Il Teatro alla Scala conclude la stagione con un’opera commissionata  insieme alla Staatsoper Unter der Linden di Berlino a Salvatore Sciarrino, andata in scena in prima mondiale lo scorso 14 novembre: Ti vedo, ti sento, mi perdo. Un’opera nuova, dunque, come è stato in uso nella tradizione italiana e non solo per quasi quattro secoli, fintanto che il teatro lirico è stato un’industria viva e florida, veicolo, come scrive Lorenzo Bianconi, di uno spettacolo d’affezione di natura elitaria e voluttuaria, proiezione nell’immaginario collettivo (socialmente trasversale) di sentimenti, comportamenti e ideali (anche politici) esemplari e allo stesso tempo preclusi all’azione, quindi potente catalizzatore ideologico, ancorché sublimatorio.

Al presente tutto questo, sia detto con buona pace di melomani, compositori, critici, sovrintendenti ecc., non esiste più: quella lirica è diventata un’industria di cartellone più che di produzione, imperniata attorno alla riproduzione di un passato remoto o recente glorioso, fatto di titoli ormai globalmente canonizzati, di sparute riscoperte e di qualche rarissima nuova commissione. Il fatto è che queste nuove commissioni, compresa Ti vedo, ti sento, mi perdo, nella maggior parte dei casi fanno leva più o meno sottilmente sull’inevitabile sfumatura di necrofilia che, secondo Nietzsche, caratterizza tutte le celebrazioni e le museificazioni del passato.

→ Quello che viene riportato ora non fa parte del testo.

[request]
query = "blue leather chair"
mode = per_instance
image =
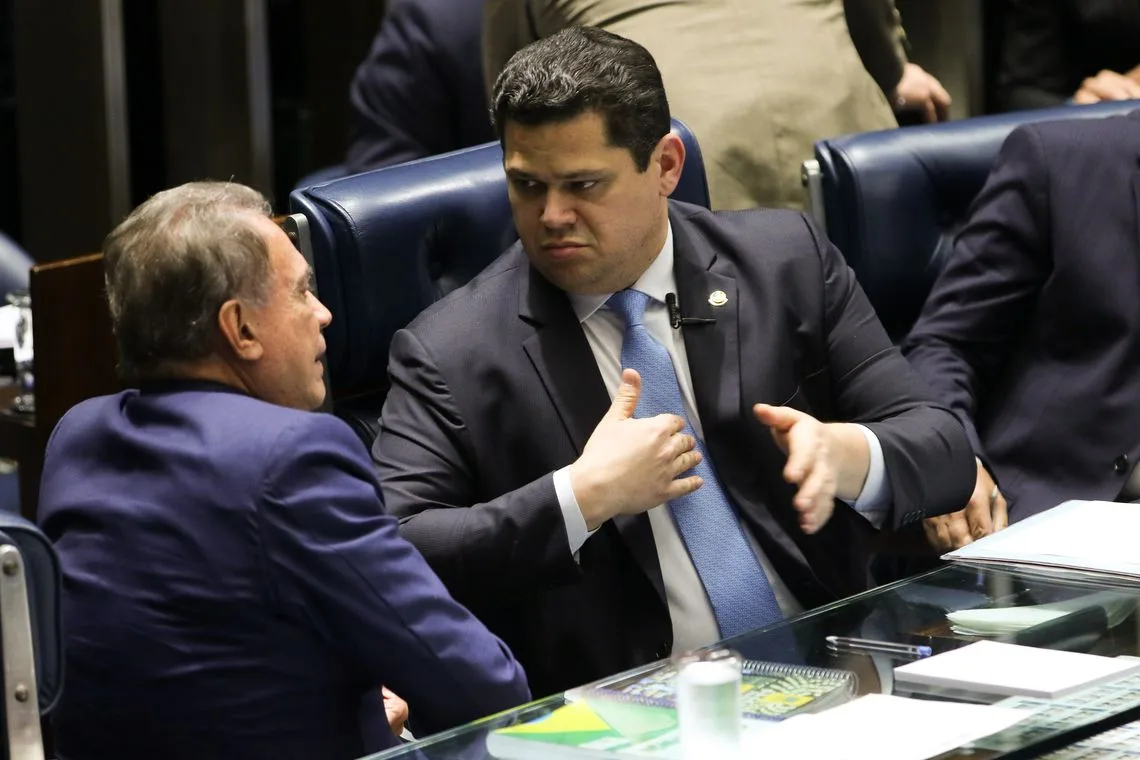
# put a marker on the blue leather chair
(893, 202)
(32, 642)
(388, 243)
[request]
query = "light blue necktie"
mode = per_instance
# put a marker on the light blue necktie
(737, 587)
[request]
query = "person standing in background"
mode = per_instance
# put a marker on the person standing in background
(420, 90)
(1057, 50)
(758, 82)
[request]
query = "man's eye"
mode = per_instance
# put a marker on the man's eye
(526, 185)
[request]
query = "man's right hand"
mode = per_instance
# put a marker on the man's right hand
(1108, 86)
(633, 465)
(985, 514)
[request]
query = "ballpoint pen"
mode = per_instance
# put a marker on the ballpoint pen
(846, 644)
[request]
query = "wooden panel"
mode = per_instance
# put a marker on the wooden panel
(75, 354)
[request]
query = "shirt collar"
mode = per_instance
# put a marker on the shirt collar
(656, 282)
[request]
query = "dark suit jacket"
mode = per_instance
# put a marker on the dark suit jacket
(233, 588)
(420, 90)
(1051, 46)
(495, 387)
(1032, 333)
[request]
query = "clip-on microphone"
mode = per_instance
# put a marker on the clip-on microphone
(675, 318)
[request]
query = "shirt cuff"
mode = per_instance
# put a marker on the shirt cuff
(571, 513)
(873, 501)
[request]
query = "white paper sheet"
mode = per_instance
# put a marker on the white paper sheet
(880, 727)
(1084, 534)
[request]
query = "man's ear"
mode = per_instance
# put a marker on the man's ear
(670, 158)
(238, 332)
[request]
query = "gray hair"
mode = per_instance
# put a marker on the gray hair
(172, 263)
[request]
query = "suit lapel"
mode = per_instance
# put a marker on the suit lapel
(1136, 188)
(714, 365)
(568, 372)
(562, 358)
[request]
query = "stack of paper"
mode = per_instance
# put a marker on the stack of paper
(1001, 621)
(1097, 536)
(1007, 669)
(880, 727)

Ecco allora che Sciarrino, autore sia della partitura che del libretto, si rivolge al teatro per mettere in scena il teatro (o meglio un compositore: Alessandro Stradella), peraltro percorrendo una strada vecchia come il teatro stesso e creando un cortocircuito che certo aggiunge un tassello di riflessione dall’interno sull’opera, ma tende a respingere, insieme allo slancio utopistico di rifondare il genere tentando di trovare la lingua del presente, un pubblico non musicologicamente attrezzato (parte del quale ha lasciato il teatro tra primo e secondo atto).

Il risultato è un’operazione intellettual(istica)mente sofisticatissima che si muove per gran parte del tempo in maniera (certo volutamente) meccanica e anempatica, sciogliendosi e animandosi solo nei momenti di citazione e/o di libera rivisitazione della musica del passato, della quale vengono sottilmente esplicitate le anticipazioni involontarie della musica successiva (Stradella sembra prefigurare il romanticismo). Insomma la macchina drammaturgica, pur sorretta amabilmente dalla messa in scena di Jürgen Flimm e Gudrun Hartmann, ci fa pensare a un postmodernismo freddo, chiuso in se stesso, uguale a se stesso, che non viene animato neanche dalla grazia vocale di Laura Aikin, peraltro libera di esprimersi nei pezzi citati/rivisitati e massacrata nei miagolii sadici previsti per il resto della performance. Può anche darsi che il senso dell’operazione sia quello di sezionare chirurgicamente musica e voce, scomponendone le parti e letteralmente squartando la possibilità stessa che esse vengano usate in maniera semantica e drammaturgica. Certo è che ben presto il corpo vivisezionato risulta senza vita e l’operazione nel suo complesso si mostra necrofilamente fine a se stessa. Domenica 26 novembre ultima replica.